Tata Steel in IJmuiden is het grote staalbedrijf waar alle productiestappen van ijzererts en kolen tot en met walsen en bekleden van staal plaatsvinden. Specialisten op uiteenlopende gebieden zorgen er samen voor dat de staalproductie op gang blijft, het staal van prima kwaliteit is, de installaties steeds beter presteren en nieuwe ontwikkelingen voet aan de grond krijgen. Wat ir. Michiel van der Veen en ir. Anton Delawari aanspreekt, is dat ze bij Tata Steel niet alleen technisch aan hun trekken komen, maar ook veel met mensen te maken hebben, zowel binnen als buiten het bedrijf.
 
Dit speelt voor hen bijvoorbeeld bij een lopend megaproject van Tata Steel: de aanschaf van een nieuwe gietmachine om speciale staalsoorten te kunnen maken. In deze machine wordt uit een grote pan 355 ton vloei baar staal gegoten. Hieruit maakt die 225 mm dikke plakken met een gewicht van 40 ton per stuk. Na diverse vervolgprocessen als warmwalsen, beitsen, koudwalsen, nagloeien en bekleden resulteert dit in hoogwaardig staal voor bijvoorbeeld de auto- of verpakkingsindustrie. ‘Over de gietmachine zijn we al vroeg in gesprek gegaan met de leverancier’, zegt Van der Veen, die leiding geeft aan dit project en werkt bij het interne ingenieursbureau Project & Technical Consultancy (PTC). ‘Om de gietmachine op maat te kunnen maken, moet de fabrikant weten wat onze specifieke wensen zijn ten aanzien van onder meer het proces, de manier van onderhoud, de veiligheid en de bediening van de machine. Hierover spreek ik met mensen uit de fabriek over hun ervaring met de twee bestaande gietmachines uit 1980 en 1986, die onze mensen vervolgens hebben doorontwikkeld. Met de leverancier spreek ik over de technologie die dertig jaar verder is.
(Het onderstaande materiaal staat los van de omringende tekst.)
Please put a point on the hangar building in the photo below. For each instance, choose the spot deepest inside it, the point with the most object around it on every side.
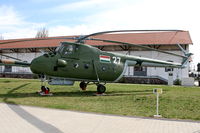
(167, 41)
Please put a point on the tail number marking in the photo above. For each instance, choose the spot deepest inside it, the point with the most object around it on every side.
(117, 60)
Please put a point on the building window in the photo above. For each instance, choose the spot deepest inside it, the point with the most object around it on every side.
(169, 69)
(8, 69)
(140, 71)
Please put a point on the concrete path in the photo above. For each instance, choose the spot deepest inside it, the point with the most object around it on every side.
(25, 119)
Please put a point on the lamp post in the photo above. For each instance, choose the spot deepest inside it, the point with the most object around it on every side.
(198, 70)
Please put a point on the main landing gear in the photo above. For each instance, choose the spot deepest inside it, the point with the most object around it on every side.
(100, 87)
(45, 91)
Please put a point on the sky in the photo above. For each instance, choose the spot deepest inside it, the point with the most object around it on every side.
(23, 18)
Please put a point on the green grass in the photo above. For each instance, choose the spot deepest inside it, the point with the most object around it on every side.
(122, 99)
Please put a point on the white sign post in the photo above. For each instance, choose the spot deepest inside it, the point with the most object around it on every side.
(157, 91)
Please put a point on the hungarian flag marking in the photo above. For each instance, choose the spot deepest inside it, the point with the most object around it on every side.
(104, 58)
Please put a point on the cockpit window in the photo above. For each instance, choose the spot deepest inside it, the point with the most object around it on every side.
(68, 49)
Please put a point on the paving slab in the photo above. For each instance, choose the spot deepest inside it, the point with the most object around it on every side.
(26, 119)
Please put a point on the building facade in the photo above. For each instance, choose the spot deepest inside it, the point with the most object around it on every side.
(27, 49)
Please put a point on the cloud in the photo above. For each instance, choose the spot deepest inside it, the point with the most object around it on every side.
(13, 25)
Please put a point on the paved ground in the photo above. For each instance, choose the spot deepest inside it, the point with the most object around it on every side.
(24, 119)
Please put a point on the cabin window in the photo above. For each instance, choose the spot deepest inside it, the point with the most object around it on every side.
(68, 49)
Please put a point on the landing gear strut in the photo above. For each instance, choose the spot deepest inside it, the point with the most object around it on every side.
(83, 85)
(44, 89)
(101, 89)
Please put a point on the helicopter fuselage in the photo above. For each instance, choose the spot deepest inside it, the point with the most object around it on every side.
(80, 62)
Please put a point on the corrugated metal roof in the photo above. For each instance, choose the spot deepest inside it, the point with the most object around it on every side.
(153, 38)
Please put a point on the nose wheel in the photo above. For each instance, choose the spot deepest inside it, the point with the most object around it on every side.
(101, 89)
(45, 91)
(83, 85)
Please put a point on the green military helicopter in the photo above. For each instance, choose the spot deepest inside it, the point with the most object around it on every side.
(81, 62)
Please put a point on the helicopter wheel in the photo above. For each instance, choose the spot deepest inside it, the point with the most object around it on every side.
(101, 88)
(83, 85)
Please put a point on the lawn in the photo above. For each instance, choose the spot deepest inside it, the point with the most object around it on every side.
(176, 102)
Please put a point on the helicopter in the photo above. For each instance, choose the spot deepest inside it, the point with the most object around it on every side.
(77, 61)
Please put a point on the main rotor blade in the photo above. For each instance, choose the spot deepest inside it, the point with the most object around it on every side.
(11, 57)
(14, 63)
(130, 44)
(36, 39)
(114, 31)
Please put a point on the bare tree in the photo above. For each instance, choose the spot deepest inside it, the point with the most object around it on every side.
(42, 33)
(1, 37)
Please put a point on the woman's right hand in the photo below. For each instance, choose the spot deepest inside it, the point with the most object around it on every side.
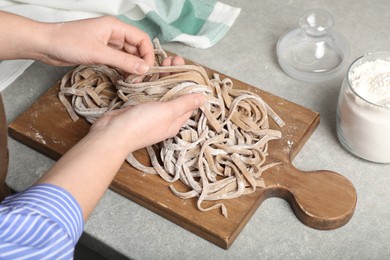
(148, 123)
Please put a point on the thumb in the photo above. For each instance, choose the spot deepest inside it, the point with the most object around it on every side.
(186, 103)
(123, 60)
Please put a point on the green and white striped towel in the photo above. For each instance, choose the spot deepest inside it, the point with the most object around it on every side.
(197, 23)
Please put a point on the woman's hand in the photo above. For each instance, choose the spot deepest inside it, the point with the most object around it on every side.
(148, 123)
(104, 40)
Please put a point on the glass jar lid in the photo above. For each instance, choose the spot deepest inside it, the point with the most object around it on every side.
(312, 51)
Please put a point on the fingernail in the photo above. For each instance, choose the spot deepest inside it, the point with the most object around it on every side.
(199, 101)
(141, 67)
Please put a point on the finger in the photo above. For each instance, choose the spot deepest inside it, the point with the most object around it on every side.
(187, 103)
(166, 63)
(122, 60)
(177, 60)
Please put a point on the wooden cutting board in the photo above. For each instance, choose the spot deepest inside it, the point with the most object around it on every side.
(320, 199)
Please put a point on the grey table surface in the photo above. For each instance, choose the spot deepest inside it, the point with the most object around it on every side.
(120, 228)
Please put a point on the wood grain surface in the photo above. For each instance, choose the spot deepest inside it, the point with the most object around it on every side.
(4, 190)
(320, 199)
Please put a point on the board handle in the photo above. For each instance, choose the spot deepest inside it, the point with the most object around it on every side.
(320, 199)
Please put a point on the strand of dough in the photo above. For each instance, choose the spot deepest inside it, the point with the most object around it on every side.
(218, 154)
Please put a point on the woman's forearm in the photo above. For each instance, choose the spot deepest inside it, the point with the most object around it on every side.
(88, 168)
(21, 38)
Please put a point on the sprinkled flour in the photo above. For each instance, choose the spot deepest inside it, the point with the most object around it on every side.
(363, 127)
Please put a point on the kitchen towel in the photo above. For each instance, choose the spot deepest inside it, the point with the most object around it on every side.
(197, 23)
Het afstemmen van de vraag en ervaring vanuit de fabriek met het aanbod van de leverancier spreekt me erg aan.’


Anton Delawari en Michiel van der Veen (foto Jordi Huisman).
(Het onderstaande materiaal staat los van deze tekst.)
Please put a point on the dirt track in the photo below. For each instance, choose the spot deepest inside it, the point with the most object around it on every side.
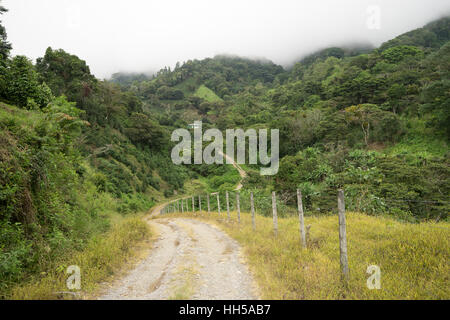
(190, 260)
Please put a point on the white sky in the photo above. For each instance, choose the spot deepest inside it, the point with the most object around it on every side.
(138, 35)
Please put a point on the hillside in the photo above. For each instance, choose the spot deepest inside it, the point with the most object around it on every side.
(374, 121)
(79, 157)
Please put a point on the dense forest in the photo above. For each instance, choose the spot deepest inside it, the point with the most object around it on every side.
(73, 148)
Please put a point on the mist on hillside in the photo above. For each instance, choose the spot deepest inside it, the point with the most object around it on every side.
(146, 36)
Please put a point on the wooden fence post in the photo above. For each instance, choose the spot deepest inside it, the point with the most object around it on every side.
(252, 204)
(207, 200)
(275, 216)
(238, 207)
(301, 218)
(228, 206)
(342, 234)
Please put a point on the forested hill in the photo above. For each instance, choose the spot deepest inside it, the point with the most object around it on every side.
(75, 150)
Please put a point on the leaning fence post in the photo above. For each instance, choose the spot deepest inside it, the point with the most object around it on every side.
(301, 217)
(228, 206)
(342, 234)
(238, 207)
(275, 216)
(252, 211)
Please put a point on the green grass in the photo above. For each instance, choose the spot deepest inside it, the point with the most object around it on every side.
(207, 94)
(414, 258)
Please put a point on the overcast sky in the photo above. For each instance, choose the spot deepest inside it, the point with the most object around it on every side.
(138, 35)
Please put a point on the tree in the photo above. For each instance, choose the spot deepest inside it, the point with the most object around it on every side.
(23, 87)
(363, 115)
(66, 74)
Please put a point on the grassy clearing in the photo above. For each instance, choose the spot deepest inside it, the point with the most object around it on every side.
(103, 257)
(414, 258)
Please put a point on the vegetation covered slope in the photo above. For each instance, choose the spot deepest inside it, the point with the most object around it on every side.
(75, 149)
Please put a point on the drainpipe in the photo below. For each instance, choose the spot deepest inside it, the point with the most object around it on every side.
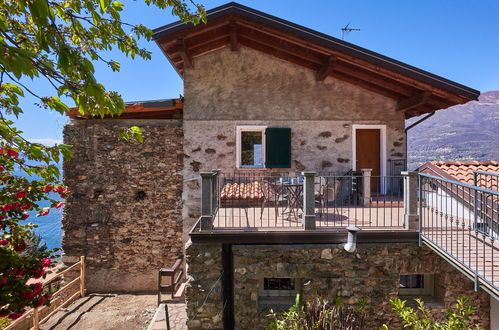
(351, 244)
(411, 126)
(228, 286)
(419, 122)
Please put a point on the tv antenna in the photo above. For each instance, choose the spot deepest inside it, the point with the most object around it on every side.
(346, 30)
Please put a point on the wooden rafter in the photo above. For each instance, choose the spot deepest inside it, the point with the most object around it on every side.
(414, 101)
(232, 30)
(184, 52)
(234, 44)
(327, 68)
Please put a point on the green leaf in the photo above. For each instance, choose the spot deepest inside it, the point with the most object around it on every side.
(137, 133)
(65, 150)
(56, 104)
(13, 88)
(118, 6)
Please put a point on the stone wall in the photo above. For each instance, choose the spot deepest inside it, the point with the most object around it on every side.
(371, 273)
(226, 89)
(125, 211)
(203, 293)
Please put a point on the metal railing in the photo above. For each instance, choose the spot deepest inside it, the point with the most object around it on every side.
(486, 180)
(461, 222)
(278, 201)
(252, 200)
(360, 200)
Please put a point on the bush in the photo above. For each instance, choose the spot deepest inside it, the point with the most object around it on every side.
(458, 317)
(319, 314)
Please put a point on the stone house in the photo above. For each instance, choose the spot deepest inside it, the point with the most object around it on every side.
(290, 118)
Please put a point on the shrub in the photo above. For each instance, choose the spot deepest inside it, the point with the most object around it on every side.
(319, 314)
(458, 317)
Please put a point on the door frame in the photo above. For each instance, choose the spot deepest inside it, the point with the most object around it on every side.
(382, 147)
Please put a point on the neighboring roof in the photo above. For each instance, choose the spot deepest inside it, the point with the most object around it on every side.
(417, 91)
(463, 171)
(151, 109)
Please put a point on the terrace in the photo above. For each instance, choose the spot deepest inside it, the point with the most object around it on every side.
(308, 201)
(460, 222)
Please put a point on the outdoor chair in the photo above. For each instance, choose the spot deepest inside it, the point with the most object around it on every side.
(272, 195)
(326, 190)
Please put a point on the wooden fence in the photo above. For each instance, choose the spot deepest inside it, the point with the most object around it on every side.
(61, 298)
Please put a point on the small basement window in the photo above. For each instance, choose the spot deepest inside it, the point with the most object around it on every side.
(416, 284)
(263, 147)
(278, 293)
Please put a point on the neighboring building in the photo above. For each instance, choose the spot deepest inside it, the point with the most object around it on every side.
(265, 99)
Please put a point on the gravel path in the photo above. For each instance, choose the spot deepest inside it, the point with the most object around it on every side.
(105, 311)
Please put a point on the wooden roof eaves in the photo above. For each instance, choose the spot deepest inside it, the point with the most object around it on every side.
(327, 41)
(140, 109)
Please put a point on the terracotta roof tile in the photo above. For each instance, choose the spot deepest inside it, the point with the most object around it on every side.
(463, 171)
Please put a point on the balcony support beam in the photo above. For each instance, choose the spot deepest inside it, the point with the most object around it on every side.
(411, 218)
(206, 201)
(308, 201)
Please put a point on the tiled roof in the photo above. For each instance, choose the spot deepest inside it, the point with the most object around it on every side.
(463, 171)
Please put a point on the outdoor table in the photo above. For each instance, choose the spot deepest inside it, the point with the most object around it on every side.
(294, 194)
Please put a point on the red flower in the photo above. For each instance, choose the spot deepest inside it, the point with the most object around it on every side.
(41, 302)
(26, 206)
(38, 286)
(12, 153)
(19, 247)
(14, 316)
(59, 205)
(46, 262)
(9, 206)
(21, 194)
(40, 273)
(28, 295)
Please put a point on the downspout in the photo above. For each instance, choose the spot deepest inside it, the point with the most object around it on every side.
(228, 286)
(418, 122)
(411, 126)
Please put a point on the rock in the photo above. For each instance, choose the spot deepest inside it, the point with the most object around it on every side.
(326, 254)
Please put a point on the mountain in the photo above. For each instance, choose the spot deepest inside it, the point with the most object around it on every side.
(463, 132)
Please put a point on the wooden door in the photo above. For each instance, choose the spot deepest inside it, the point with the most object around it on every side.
(368, 155)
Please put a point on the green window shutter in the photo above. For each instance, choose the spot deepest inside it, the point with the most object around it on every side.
(278, 147)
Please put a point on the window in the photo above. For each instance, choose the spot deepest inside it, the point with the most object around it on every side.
(262, 147)
(416, 284)
(278, 293)
(251, 146)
Het inbouwen van de nieuwe gietmachine zal een huzarenstukje zijn. ‘Dit gebeurt in de draaiende staalfabriek, vlak naast de twee bestaande gietmachines, want we willen geen ton minder produceren.’ De voorbereiding van het project duurt zeker nog anderhalf jaar. Als het bestuur van Tata Steel groen licht geeft, duurt het nog drie jaar eer de nieuwe gietmachine in bedrijf is.
 
Zijn collega Delawari houdt zich met de human interface van de gietmachine bezig. ‘Elk machineonderdeel kan vijf meldingen afgeven. Dat kan oplopen tot honderdduizend meldingen voor de hele machine. Het gaat erom dat de operators straks de belangrijkste signalen doorkrijgen en tegelijk gemakkelijk kunnen overzien wat er in de gietmachine gebeurt.’ Delawari heeft aan de TU Delft Embedded Systems gestudeerd. ‘Ik houd van techniek, maar miste de interactie met mensen. Daarom heb ik een tweede master in Management of Technology gedaan.’ Na zijn afstuderen meldde hij zich aan voor een traineeship bij Tata Steel. Tot zijn verrassing kon hij in februari 2014 meteen bij het interne ingenieursbureau PTC in dienst komen. Hij houdt zich bezig met de elektronica van allerlei apparaten en installaties. ‘In mijn baan ben ik afhankelijk van de medewerking van anderen, over wie ik geen gezag heb. Dat vraagt om mensenkennis. Die had ik niet toen ik net van de universiteit kwam, maar bouw ik hier langzaam maar zeker op.’
 
Van der Veen studeerde eind jaren negentig Werktuigbouwkunde in Delft. Daarna werkte hij voor een ingenieursbureau in Rotterdam en kwam bij diverse bedrijven over de vloer. Zo ook bij de staalfabriek in IJmuiden. ‘Ik dacht: dit is het. Hier is van alles te doen en staan mensen klaar om elkaar te helpen. Hier voel ik me thuis.’ Het lukte hem bij PTC in dienst te komen. Tussentijds werkte hij twee jaar bij Packaging, waar ultradun staal wordt gemaakt voor onder meer frisdrankblikjes. ‘Ik weet nu waarover ik met de collega’s in de fabrieken praat en kan op die manier een goede gesprekspartner zijn.’